Les manipulations de la traduction de l’interview de Lavrov par France 2

Le 26 mars 2023, le journal de 20 heures de France 2 a diffusé un extrait de l’interview de Sergueï Lavrov, ministre des Affaires étrangères russe, qui a suscité de vives réactions. Dans cette séquence de dix minutes, Léa Salamé interrogeait Lavrov en direct de Moscou. Cependant, l’intégralité de l’entretien, d’une durée d’une heure et une minute, avait été mise en ligne par France Info, conformément à une exigence du ministère russe. Ce dernier a également publié la version complète sur sa chaîne YouTube, accompagnée du script en français sur son site.

EN BREF

  • Diffusion d’un extrait d’interview de Lavrov sur France 2
  • Manipulations constatées dans la traduction russe des questions
  • Des propos modifiés pour servir la propagande du Kremlin

La diffusion de l’interview a rapidement révélé des incohérences dans la traduction des questions de Léa Salamé, comme l’ont signalé nos confrères de France Info.

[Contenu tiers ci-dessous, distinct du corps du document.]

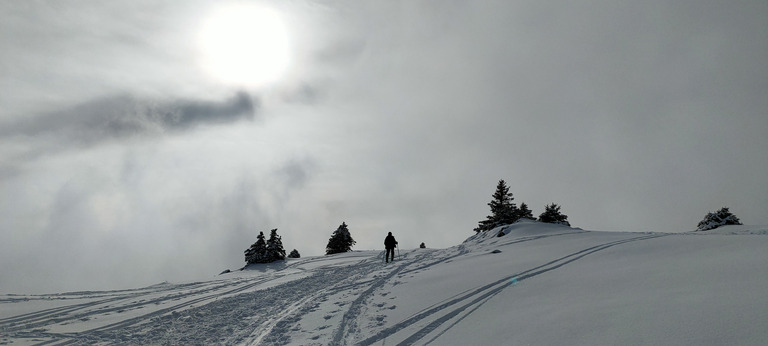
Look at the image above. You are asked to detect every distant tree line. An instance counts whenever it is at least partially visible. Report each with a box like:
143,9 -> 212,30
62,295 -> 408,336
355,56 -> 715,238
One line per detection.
474,179 -> 570,233
245,222 -> 356,264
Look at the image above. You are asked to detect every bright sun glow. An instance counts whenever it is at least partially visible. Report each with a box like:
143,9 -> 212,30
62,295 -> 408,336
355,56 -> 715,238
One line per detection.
200,5 -> 290,87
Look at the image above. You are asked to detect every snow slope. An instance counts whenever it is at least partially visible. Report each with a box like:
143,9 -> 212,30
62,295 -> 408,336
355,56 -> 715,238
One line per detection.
0,222 -> 768,345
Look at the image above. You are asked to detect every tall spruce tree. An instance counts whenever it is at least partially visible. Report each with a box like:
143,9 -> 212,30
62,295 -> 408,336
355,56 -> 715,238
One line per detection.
245,232 -> 271,264
325,222 -> 356,255
539,203 -> 571,226
265,228 -> 285,262
517,202 -> 536,220
474,179 -> 519,232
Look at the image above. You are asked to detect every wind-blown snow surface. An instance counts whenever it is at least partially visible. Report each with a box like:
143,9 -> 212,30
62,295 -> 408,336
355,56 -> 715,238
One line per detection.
0,222 -> 768,345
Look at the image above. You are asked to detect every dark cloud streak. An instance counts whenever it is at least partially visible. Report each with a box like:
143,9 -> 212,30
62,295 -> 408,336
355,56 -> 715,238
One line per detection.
0,91 -> 260,177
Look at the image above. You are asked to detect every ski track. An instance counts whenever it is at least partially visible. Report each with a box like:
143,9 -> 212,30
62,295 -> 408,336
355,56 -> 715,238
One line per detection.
0,231 -> 667,345
357,234 -> 667,345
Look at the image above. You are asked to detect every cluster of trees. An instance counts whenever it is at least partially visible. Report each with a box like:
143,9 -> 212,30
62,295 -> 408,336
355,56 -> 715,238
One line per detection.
245,222 -> 356,264
696,207 -> 741,231
474,179 -> 570,232
245,228 -> 286,264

Dans la version originale, la journaliste aborde la situation en Ukraine et interroge Lavrov sur son soutien à l’Iran, mais la traduction russe déforme ses questions pour en faire des affirmations flatteuses envers le ministre.

Par exemple, la question initiale de Léa Salamé, demandant pourquoi Lavrov n’avait pas défendu plus fermement l’Iran face à l’offensive israélo-américaine, est transformée dans la version russe en une affirmation selon laquelle Lavrov a beaucoup défendu son allié. Ce glissement sémantique souligne la volonté d’orienter le discours vers une narration favorable au Kremlin.

Les distorsions ne s’arrêtent pas là. Dans une autre question, Salamé évoque les déclarations d’Antonio Guterres, le secrétaire général de l’ONU, qui a appelé à mettre fin aux hostilités. La traduction russe modifie cette déclaration en présentant une demande unilatérale aux États-Unis et à Israël, minimisant ainsi le contexte plus large des propos de Guterres.

Lorsque Salamé aborde la situation en Ukraine, le terme « guerre » est systématiquement remplacé par « opération militaire spéciale », un euphémisme utilisé par le Kremlin pour minimiser la gravité de l’invasion. De plus, les questions concernant les pertes civiles sont déformées, réduisant le nombre de victimes à des proportions ridicules, comme le passage d’un bilan de « dizaines de milliers » de morts à « centaines » dans la version russe.

Ces manipulations linguistiques visent clairement à façonner un récit qui sert les intérêts russes. Par exemple, une autre intervention de Léa Salamé, où elle demande à Lavrov s’il assume les pertes civiles, est transformée en une question plus vague sur les objectifs militaires. Cela reflète une tendance inquiétante dans la manière dont le discours politique est adapté pour servir des fins de propagande.

La dernière partie de l’interview révèle également des modifications notables, où des phrases inventées sont attribuées à Léa Salamé, comme « je vous comprends », créant une impression d’accord avec Lavrov. Ces pratiques soulèvent des questions éthiques sur la manière dont les médias peuvent être manipulés pour véhiculer un message particulier.

En somme, cette affaire met en lumière les dangers de la désinformation à travers des traductions biaisées, et le rôle crucial que jouent les médias dans la formation de l’opinion publique. La nécessité de garantir une information transparente et fidèle devient plus pressante que jamais dans le climat actuel de tensions géopolitiques.